Aux côtés de la FPI, c’est tout le secteur de l’immobilier qui a donc tapé sur la table ce jeudi au Club de la presse de Bordeaux – étaient ainsi représentés le Conseil de l’ordre des architectes Nouvelle-Aquitaine (2500 architectes, dont 1000 dans la métropole bordelaise, la Fédération française du bâtiment de Gironde (700 entreprises, 12000 salariés) et la Fédération Régionale des Travaux Publics Nouvelle-Aquitaine (720 entreprises, 26000 salariés dans la région).

Bref, du lourd, et qui entend peser sur les élections.
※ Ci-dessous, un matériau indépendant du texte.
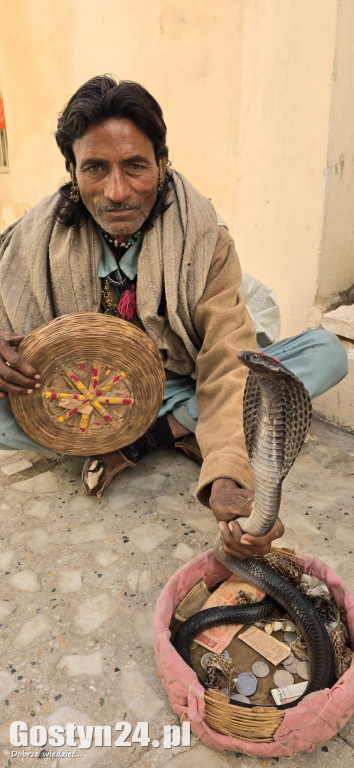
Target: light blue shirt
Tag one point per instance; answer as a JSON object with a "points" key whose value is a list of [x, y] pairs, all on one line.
{"points": [[128, 264]]}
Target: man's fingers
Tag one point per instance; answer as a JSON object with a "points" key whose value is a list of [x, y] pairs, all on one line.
{"points": [[243, 545], [12, 360], [231, 533], [17, 389]]}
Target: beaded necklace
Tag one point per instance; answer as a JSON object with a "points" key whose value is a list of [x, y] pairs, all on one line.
{"points": [[125, 307]]}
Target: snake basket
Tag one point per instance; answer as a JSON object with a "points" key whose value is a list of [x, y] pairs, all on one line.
{"points": [[263, 731], [101, 387]]}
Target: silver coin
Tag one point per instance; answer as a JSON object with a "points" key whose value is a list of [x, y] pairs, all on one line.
{"points": [[292, 667], [282, 678], [303, 669], [239, 697], [260, 669], [204, 659], [289, 637], [246, 683]]}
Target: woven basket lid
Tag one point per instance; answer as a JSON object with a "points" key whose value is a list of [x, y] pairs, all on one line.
{"points": [[102, 384]]}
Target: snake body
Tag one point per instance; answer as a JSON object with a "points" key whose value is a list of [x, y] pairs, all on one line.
{"points": [[277, 415]]}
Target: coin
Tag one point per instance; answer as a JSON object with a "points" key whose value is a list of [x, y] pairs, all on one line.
{"points": [[239, 697], [291, 667], [282, 678], [204, 660], [260, 669], [289, 637], [303, 669], [246, 683]]}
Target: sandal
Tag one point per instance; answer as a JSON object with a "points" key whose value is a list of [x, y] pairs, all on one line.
{"points": [[99, 471]]}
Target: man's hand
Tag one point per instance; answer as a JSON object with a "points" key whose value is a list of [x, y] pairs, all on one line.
{"points": [[15, 374], [228, 502]]}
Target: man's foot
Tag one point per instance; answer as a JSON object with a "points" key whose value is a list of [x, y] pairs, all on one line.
{"points": [[99, 471]]}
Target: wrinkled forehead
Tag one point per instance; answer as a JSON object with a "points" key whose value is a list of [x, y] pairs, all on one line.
{"points": [[116, 138]]}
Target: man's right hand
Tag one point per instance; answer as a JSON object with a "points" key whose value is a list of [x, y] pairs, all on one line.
{"points": [[16, 375]]}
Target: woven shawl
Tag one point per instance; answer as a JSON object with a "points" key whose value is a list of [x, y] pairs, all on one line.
{"points": [[47, 270]]}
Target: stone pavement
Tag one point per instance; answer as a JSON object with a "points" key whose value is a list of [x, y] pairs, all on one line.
{"points": [[80, 577]]}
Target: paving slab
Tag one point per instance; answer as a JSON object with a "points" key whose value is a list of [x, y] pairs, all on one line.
{"points": [[79, 579]]}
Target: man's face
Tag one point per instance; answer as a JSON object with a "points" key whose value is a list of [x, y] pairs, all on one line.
{"points": [[117, 175]]}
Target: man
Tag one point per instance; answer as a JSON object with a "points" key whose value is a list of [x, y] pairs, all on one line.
{"points": [[130, 235]]}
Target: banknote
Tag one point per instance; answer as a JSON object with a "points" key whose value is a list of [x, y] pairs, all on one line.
{"points": [[218, 638]]}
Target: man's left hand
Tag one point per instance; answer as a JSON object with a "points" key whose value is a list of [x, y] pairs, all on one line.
{"points": [[228, 502]]}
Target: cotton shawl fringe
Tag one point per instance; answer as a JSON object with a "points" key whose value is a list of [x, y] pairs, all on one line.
{"points": [[47, 270]]}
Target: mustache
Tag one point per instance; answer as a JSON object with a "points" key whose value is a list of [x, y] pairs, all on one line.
{"points": [[111, 207]]}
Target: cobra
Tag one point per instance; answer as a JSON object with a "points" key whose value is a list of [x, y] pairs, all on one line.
{"points": [[277, 416]]}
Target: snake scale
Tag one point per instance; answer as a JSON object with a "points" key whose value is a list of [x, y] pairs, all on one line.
{"points": [[276, 415]]}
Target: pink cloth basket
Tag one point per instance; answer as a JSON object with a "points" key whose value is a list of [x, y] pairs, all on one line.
{"points": [[318, 716]]}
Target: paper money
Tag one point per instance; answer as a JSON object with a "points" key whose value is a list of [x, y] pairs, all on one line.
{"points": [[218, 638], [289, 693], [267, 646], [192, 602]]}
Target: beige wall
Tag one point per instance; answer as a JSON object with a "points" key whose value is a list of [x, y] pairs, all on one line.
{"points": [[254, 95], [177, 50]]}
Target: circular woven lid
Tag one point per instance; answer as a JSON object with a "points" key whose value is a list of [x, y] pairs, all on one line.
{"points": [[102, 384]]}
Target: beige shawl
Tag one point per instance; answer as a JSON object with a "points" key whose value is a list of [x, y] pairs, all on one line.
{"points": [[47, 270]]}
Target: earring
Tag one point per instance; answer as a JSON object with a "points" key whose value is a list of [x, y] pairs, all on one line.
{"points": [[74, 192], [161, 177]]}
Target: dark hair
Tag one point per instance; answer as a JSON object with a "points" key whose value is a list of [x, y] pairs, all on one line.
{"points": [[102, 98]]}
Ces corporations s’inquiètent notamment de l’avenir des grandes opérations d’aménagement (Bastide-Niel, Brazza, Euratlantique), qui représentent 40% des logements neufs construits à Bordeaux.
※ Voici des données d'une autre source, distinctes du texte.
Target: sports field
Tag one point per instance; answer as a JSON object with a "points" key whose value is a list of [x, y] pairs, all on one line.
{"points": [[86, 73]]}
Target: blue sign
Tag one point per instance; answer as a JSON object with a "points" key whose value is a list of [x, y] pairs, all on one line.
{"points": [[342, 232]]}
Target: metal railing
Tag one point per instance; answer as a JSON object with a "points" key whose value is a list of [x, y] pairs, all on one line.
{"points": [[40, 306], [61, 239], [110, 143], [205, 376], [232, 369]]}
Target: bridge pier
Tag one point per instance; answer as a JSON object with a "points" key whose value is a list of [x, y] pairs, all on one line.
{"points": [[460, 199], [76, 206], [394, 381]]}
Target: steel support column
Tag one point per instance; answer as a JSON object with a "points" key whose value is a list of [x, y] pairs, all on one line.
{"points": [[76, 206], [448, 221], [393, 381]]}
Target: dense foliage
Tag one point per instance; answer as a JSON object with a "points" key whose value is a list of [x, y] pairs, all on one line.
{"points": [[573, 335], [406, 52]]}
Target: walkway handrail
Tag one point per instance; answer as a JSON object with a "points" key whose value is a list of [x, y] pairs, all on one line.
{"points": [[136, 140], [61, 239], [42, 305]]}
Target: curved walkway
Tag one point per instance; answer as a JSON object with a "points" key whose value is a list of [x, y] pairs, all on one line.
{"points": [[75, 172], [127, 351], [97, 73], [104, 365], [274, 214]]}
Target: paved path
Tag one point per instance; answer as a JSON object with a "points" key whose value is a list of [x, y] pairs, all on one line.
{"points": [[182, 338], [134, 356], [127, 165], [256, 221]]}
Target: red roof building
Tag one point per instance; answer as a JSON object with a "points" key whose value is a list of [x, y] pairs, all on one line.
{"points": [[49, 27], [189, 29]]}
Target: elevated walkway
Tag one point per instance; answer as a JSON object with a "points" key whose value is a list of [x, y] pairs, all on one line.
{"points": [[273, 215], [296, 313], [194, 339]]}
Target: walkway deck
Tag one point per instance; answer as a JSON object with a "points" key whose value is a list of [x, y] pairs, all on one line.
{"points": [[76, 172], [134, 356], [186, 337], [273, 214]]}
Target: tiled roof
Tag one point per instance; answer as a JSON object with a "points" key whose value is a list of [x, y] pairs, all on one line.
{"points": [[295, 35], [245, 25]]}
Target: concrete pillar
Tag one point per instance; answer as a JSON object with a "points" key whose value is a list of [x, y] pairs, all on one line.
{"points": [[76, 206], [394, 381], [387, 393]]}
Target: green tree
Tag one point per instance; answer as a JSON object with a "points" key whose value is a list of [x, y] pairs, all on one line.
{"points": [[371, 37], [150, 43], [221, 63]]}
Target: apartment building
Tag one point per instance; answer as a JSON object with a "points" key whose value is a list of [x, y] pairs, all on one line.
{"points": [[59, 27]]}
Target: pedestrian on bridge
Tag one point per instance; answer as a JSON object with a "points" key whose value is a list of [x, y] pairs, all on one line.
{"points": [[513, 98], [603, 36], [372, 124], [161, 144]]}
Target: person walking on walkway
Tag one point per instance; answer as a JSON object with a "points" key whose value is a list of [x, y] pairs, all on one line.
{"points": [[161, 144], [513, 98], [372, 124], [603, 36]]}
Vincent Feltesse (désormais retiré de la campagne et de la vie politique) suggérait un moratoire sur ces opérations. Thomas Cazenave (République en marche) veut quant à lui réaliser un audit de ces opérations « afin de s’assurer que les équipements (transports, écoles, espaces verts, services publics) seront livrés en même temps, ou les retarder ».

« Il ne faut pas faire de pause mais continuer à construire du logement et parallèlement développer les équipements », assure Arnaud Roussel-Prouvost.

Le président de la FPI se dit en outre « assez circonspect » sur la capacité d’atteindre « dans un délai aussi court » l’objectif de « zéro artificialisation nette » des sols d’ici 2030, même si « on doit accompagner le mouvement et on est obligés de respecter la biodiversité ».

« Faire émerger un modèle bordelais »

S’il fait là référence aux ambitions gouvernementales traduites dans une circulaire de juillet 2019, on comprend que les réserves sont encore plus grandes vis à vis de la promesse des écologistes de « préserver nos derniers espaces naturels en cessant toute artificialisation des sols ». Est-ce pour autant utopique de « construire la ville sur la ville » ?

« Nous sommes partisans de le faire sans délaisser certains territoires périphériques, répond Arnaud Roussel-Prouvost. Mais il va falloir créer et faire émerger un modèle bordelais. Si on veut densifier, on va devoir sortir du modèle de l’échoppe. On ne peut pas construire une ville dense avec des R+1 et des R+2 sur les axes de transports en commun. »

Aux Bassins à flot (SB/Rue89 Bordeaux)

« Si on fait participer les citoyens, il est possible de leur faire accepter la densité, et de créer des villes vivantes », ajoute Virginie Gravière présidente conseil de l’ordre des architectes, rejoignant pour le coup les propos de Bernard Blanc, ex directeur d’Aquitanis et colistier de Pierre Hurmic.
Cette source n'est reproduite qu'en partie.